I claim that $X\rtimes_\phi Y \cong X\rtimes_\psi Y$. Indeed, (abusing notation slightly) $X\rtimes_\phi Y$ and $X\rtimes_\psi Y$ are generated by $x$ and $y$, so to specify a homomorphism, I just need to tell you where $x$ and $y$ go, and then check that the map I've written down indeed defines a homomorphism. I claim that the map $x \mapsto x$, $y \mapsto y^{-1}$ is such a homomorphism and moreover that it is an isomorphism. I'll leave it to you to check this.
So if the answer has to be "sometimes" and not "never," maybe we should reconsider what should be true based on this example. Aut$(X)$ is generated by $x \mapsto x^3$. There is an automorphism of Aut$(X)$ that sends the automorphism $x \mapsto x^3$ to the automorphism $x \mapsto x^5$. Under this automorphism of Aut$(X)$, $\phi$ is mapped to $\psi$.
So some questions to investigate: if we have $\phi$ and $\psi$ in Aut$(X)$, will it be the case that $X\rtimes_\phi Y\cong X\rtimes_\psi Y$ whenever there is some automorphism $f\colon$ Aut$(X) \to $ Aut$(X)$ such that $f(\phi) = \psi$? Is this the only condition?
Best Answer
Suppose $G$ is a $p$-group and $H$ is a $q$-group for different primes $p,q$.
Then $G$ is a characteristic subgroup of $G \rtimes H$ and $H$ is specified up to conjugacy as a Sylow $q$-subgroup.
In particular, for any two semi-direct products $X_i = G \rtimes_{\phi_i} H$ and any isomorphism $f:X_1 \to X_2$ we are guaranteed that $f(G)=G$ and $f(H)$ is $X_2$-conjugate to $H$. In other words, there is an inner automorphism $\nu$ of $X_2$ such that the composition $X_1 \xrightarrow{f} X_2 \xrightarrow{\nu} X_2 = X_1 \xrightarrow{\bar f} X_2$ has the property that $\bar f(G) = G$ and $\bar f(H) = H$.
Consider the centralizer $C_i = C_H(G)$ inside the two groups $X_i$. $$\begin{array}{rl} C_i &= \{ (1,h) : (1,h)\cdot_i (g,1) = (g,1) \cdot_i (1,h) \forall g \in G \} \\ &= \{ (1,h) : (\phi_i(h)(g),h) = (g,h) \forall g \in G \} \\ &= \{ (1,h) : \phi_i(h)(g) = g \forall g \in G \} \\ &= \{ (1,h) : \phi_i(h) = 1 \} \\ &= \{ (1,h) : h \in \ker(\phi_i) \} \\ \end{array} $$
In other words, $C_i$ is the kernel of $\phi_i$. Now $\ker(\phi_1) \neq \ker(\phi_2)$ is not particular relevant. What we care about is whether $\bar f(C_1) = C_2$ (which it must, if $f$ really is an isomorphism). However, $\bar f$ restricted to $H$ is easily seen to be an automorphism of $H$, so what matters is whether there is an automorphism of $H$ that takes $\ker(\phi_1)$ to $\ker(\phi_2)$. If there is not, then there can be no $\bar f$.
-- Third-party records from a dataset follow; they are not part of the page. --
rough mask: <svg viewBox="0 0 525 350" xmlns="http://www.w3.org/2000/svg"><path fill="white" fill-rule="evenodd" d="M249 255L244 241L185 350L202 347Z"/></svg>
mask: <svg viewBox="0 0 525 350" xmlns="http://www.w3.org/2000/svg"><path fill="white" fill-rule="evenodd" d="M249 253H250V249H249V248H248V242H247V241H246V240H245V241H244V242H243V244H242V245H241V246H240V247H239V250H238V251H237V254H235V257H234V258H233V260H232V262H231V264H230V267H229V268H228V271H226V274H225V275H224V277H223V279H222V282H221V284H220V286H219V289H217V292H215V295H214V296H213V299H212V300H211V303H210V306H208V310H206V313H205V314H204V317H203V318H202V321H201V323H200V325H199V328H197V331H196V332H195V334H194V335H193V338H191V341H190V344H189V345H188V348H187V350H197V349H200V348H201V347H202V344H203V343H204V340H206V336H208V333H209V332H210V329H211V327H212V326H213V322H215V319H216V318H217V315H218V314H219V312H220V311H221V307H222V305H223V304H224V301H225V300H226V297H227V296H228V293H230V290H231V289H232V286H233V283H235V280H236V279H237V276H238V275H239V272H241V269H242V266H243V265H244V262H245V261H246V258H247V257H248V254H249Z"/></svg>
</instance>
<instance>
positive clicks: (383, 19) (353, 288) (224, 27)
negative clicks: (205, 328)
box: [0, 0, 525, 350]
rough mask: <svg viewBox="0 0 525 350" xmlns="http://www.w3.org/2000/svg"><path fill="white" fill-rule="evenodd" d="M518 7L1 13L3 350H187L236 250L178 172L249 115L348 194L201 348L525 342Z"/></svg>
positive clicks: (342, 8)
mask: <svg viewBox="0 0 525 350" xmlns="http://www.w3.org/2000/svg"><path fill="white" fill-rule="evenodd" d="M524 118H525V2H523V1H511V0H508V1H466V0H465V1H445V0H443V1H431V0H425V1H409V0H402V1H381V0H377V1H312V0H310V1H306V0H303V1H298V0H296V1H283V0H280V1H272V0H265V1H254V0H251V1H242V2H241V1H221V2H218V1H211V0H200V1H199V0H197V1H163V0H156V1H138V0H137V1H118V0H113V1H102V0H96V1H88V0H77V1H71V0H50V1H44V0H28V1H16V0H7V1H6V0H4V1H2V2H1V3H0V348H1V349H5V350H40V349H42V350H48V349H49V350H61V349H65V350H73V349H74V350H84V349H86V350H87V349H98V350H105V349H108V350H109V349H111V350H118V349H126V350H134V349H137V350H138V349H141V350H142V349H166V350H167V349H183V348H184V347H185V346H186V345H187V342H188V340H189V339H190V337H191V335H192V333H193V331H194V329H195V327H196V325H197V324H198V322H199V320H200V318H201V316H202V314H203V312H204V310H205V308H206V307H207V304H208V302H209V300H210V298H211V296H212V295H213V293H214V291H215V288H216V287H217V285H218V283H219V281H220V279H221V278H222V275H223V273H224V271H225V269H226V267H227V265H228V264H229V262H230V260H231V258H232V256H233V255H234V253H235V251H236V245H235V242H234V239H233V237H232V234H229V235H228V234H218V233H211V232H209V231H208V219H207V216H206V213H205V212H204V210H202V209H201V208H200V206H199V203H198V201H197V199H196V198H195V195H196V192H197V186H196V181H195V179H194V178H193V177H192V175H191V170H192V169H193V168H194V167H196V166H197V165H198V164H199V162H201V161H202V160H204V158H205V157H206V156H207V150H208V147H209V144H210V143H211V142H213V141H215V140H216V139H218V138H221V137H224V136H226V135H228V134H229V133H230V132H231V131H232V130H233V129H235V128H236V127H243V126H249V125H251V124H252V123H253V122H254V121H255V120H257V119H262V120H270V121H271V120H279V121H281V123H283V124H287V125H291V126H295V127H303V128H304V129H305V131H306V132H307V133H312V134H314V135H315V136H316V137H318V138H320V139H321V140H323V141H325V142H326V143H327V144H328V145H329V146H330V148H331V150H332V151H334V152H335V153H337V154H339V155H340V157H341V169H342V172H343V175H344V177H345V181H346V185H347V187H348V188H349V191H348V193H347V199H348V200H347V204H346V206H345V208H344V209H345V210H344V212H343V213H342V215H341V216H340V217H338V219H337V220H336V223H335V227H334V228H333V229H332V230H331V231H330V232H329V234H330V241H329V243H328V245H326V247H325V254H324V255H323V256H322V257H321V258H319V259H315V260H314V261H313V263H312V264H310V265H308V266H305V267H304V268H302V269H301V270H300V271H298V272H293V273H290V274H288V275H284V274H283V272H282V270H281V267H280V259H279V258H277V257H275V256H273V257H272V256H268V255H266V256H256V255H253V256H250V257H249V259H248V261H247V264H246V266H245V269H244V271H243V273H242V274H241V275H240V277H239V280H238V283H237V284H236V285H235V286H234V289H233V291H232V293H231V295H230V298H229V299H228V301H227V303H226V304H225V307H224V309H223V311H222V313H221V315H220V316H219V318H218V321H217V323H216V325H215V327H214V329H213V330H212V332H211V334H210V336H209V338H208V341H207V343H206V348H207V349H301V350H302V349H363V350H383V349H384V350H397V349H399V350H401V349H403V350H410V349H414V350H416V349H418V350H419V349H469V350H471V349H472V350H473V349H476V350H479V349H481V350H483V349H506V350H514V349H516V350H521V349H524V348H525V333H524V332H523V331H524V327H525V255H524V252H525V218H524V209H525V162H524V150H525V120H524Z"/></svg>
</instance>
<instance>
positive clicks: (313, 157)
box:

On page 187 of Dummit–Foote, exercise 7c, all of these properties are satisfied.
Technical conditions: We needed $G$ characteristic in $X_i$ and $H^1(H,G)=0$. If $G$ is a Hall $\pi$-subgroup of $X$ (for instance a Sylow), then Schur–Zassenhaus guarantees the relevant properties are satisfied. If $G$ is abelian, then we don't need the cohomology condition, just the characteristic.
Counterexample
Without the technical conditions we can have counterexamples. For example let $G=H$ be nonabelian of order 6. Let $\phi_1(h)(g) = g$ and $\phi_2(h)(g) = hgh^{-1}$. Then $\ker(\phi_1) = H$ and $\ker(\phi_2) = 1$ but $X_1 \cong X_2$. In this case $G$ is not characteristic, but we can achieve the isomorphism with an $f$ such that $f(G)=G$. In this case however, there is no $\bar f$ with $\bar f(G) = G$ and $\bar f(H) = H$.
In particular, we have non-isomorphic kernels with isomorphic semi-direct products.